Over 80% of opportunistic infections in humans are caused by microbial biofilms. Traditional methods of study for these infections have focused on single species yet there is a wealth of evidence that these infections are polymicrobial in nature. Polymicrobial infections are often chronic in nature, as is evident for example in diabetic foot ulcers, chronic obstructive pulmonary disease, and cystic fibrosis. These polymicrobial biofilms are complex with various spatial and chemical interactions that can happen at distance or in contact with one another. Recent research has focused on understanding these interactions and how they can be harnessed or inhibited for favourable outcomes.
We have been developing polymicrobial biofilm models to investigate the interactions between 3 cornerstone opportunistic pathogens Pseudomonas aeruginosa, Staphylococcus aureus and the polymorphic fungi Candida albicans. These models have been used to investigate antimicrobial repurposing, adjunctive therapeutics and understanding the quorum sensing interactions that occur between these microbes in models that recapitulate certain aspects of the infection environment.
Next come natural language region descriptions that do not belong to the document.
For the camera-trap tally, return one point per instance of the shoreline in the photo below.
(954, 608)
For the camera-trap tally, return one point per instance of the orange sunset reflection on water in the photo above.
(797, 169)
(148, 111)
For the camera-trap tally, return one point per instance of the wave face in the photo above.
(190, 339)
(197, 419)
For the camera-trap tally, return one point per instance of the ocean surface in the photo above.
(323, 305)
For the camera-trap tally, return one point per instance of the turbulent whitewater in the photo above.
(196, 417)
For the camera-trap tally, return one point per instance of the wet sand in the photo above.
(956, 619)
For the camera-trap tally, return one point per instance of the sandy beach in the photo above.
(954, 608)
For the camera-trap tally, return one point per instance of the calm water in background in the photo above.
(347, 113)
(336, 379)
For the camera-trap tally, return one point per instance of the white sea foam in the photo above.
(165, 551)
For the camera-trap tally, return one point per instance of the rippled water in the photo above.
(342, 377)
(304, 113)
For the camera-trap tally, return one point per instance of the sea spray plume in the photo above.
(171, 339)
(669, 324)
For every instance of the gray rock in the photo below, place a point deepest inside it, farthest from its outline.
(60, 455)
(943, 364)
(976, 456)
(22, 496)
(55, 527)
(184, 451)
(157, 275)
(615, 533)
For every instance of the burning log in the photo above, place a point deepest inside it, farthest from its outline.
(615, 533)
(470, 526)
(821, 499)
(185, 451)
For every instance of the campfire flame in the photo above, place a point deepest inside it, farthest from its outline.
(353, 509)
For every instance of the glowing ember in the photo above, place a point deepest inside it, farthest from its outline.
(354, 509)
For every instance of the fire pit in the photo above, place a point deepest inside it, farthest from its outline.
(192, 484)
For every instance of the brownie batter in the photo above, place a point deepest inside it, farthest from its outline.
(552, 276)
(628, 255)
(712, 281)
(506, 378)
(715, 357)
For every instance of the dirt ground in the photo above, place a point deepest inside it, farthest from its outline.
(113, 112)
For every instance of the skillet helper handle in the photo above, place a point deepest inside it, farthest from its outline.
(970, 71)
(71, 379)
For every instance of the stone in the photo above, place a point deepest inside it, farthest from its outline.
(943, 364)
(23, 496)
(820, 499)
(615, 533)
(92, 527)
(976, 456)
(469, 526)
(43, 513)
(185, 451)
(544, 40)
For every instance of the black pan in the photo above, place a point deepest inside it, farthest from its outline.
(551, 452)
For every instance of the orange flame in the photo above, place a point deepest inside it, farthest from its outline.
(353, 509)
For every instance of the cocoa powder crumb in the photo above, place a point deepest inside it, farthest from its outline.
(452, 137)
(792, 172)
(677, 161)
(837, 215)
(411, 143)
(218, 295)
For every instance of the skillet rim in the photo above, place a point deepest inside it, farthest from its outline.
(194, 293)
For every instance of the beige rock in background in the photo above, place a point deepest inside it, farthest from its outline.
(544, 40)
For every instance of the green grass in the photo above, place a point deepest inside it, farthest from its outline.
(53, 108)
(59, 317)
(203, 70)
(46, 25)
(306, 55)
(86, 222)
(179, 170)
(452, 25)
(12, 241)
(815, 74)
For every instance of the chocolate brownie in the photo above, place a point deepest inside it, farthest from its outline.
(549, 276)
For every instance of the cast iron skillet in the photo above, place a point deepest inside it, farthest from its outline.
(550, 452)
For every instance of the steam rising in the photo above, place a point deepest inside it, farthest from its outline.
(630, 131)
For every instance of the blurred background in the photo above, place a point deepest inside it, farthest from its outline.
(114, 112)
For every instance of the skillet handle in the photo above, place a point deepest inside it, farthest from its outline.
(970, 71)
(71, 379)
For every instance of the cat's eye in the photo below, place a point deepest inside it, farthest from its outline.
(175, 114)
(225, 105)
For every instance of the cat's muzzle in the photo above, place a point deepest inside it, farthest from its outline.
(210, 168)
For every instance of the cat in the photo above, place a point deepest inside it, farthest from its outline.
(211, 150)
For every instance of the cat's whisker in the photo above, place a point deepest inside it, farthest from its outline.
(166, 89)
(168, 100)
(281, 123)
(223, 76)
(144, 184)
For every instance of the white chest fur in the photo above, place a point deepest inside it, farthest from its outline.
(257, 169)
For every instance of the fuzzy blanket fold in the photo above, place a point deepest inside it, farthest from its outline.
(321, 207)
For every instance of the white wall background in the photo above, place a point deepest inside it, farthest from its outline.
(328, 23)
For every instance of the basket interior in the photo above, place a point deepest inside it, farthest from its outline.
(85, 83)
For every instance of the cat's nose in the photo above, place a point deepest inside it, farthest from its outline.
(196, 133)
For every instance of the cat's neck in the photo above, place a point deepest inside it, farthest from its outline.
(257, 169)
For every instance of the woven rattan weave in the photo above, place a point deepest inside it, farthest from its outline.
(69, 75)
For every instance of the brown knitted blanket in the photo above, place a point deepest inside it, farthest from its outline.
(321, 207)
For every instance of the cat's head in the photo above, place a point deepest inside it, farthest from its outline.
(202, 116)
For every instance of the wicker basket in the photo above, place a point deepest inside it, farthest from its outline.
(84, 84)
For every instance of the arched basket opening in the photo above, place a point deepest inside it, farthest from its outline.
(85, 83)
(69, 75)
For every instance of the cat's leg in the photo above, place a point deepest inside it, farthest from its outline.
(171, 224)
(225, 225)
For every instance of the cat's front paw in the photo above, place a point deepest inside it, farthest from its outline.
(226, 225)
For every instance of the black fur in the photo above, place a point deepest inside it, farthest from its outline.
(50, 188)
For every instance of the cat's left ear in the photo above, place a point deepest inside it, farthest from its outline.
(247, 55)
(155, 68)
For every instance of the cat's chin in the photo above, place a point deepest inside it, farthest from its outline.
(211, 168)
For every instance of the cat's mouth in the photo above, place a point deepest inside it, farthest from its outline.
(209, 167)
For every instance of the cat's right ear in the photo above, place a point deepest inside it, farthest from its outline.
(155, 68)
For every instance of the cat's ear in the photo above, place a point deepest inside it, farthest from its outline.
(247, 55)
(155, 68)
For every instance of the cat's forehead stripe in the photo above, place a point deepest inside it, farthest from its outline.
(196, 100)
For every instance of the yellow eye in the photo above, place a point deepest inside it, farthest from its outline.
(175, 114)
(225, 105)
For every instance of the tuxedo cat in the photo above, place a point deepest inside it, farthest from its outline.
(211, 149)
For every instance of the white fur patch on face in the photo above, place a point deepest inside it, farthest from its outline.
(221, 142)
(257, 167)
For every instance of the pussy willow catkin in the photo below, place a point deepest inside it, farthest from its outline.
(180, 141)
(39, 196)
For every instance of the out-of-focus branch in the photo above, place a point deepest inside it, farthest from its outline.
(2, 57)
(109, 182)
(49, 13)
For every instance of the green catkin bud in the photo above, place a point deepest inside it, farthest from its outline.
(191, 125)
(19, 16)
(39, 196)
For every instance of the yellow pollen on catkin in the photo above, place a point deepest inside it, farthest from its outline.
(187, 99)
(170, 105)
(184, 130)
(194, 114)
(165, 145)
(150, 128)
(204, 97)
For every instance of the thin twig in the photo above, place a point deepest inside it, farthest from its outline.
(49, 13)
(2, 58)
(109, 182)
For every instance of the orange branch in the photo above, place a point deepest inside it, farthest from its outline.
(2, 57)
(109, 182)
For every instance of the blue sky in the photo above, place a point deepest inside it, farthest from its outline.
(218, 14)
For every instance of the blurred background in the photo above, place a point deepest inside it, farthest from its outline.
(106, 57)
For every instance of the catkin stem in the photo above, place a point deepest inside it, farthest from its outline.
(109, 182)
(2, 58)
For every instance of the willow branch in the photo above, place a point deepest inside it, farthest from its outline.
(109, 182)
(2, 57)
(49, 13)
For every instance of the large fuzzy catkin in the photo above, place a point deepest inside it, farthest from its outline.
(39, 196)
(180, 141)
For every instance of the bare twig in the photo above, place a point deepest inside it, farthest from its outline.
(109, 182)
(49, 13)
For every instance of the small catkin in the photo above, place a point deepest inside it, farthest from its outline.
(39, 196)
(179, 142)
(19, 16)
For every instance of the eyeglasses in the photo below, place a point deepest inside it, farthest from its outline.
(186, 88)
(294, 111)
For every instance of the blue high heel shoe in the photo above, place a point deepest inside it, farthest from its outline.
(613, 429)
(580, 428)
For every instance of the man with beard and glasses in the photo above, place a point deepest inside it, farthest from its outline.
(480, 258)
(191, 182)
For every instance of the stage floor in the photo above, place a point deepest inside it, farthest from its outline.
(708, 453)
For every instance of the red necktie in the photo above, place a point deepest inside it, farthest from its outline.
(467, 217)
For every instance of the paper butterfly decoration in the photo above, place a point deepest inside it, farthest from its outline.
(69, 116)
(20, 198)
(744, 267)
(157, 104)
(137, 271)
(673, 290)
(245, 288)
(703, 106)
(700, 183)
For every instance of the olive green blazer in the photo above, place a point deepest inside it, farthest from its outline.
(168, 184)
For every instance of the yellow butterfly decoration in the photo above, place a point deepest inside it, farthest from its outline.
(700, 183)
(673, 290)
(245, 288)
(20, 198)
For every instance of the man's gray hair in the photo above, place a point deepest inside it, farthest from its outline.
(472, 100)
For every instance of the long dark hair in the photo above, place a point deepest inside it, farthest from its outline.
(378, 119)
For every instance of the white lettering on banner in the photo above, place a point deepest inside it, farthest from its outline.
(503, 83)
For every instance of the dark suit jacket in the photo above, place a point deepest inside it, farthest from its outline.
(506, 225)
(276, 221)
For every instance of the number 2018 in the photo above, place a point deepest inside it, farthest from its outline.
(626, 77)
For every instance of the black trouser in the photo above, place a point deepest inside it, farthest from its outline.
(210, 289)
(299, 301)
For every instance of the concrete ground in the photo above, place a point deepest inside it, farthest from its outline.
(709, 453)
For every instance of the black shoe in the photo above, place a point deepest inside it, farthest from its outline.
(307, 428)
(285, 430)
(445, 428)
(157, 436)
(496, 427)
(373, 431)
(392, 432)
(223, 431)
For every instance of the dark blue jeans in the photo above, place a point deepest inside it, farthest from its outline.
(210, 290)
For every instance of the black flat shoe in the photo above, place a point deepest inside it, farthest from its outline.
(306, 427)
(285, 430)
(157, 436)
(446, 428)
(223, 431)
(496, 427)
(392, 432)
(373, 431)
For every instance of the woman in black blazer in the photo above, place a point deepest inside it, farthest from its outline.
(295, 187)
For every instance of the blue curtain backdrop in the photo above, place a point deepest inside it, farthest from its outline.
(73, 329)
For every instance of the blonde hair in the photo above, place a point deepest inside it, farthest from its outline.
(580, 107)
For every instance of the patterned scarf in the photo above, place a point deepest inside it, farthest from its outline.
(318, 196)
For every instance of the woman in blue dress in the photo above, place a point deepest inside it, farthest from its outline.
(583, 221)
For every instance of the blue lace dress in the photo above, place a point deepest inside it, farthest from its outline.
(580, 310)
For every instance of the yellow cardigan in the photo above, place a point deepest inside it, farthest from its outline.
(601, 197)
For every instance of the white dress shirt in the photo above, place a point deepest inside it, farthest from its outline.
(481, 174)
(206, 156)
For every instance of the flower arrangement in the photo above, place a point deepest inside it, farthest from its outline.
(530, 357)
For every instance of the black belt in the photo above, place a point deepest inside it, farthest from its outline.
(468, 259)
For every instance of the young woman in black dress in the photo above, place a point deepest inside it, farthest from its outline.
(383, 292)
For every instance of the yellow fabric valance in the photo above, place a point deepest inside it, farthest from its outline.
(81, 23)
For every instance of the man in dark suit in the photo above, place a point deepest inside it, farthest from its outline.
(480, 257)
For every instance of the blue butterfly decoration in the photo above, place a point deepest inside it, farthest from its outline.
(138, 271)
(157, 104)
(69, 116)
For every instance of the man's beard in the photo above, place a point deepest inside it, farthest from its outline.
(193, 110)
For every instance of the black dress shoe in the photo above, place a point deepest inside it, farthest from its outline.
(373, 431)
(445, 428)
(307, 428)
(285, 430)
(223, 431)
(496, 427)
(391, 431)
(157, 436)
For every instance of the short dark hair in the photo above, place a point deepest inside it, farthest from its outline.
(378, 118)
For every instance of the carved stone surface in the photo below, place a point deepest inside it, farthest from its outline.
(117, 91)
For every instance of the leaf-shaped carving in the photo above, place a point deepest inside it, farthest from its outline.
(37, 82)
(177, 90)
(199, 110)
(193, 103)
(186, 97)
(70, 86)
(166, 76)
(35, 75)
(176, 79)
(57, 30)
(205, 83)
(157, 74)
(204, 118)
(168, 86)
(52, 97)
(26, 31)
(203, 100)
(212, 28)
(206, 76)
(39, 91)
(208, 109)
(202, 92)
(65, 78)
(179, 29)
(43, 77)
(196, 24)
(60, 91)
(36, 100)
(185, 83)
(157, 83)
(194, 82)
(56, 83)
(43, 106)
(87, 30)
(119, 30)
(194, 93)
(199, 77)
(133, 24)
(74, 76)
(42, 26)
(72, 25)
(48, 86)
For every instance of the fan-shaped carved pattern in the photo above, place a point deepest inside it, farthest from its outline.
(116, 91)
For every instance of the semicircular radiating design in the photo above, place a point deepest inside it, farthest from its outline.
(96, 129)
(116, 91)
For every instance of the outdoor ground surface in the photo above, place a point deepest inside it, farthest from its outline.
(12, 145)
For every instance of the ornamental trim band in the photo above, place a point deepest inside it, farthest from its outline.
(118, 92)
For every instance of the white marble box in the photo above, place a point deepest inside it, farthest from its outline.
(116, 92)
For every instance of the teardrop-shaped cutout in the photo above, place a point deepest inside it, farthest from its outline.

In summary, we are continuing to develop polymicrobial models that are standardised and can be replicated across multiple labs. These models are designed to better recapitulate the infection environment e.g., nutrient availability and oxygenation status for example, which will lead to improved research translation.
Learning Objectives:
1. Clarify the complexity of infections and the importance of polymicrobial biofilms.
2. Explain the importance of clinically relevant biofilm models.
3. Describe the importance of multiple endpoint assessment in polymicrobial biofilms and harnessing new analysis techniques.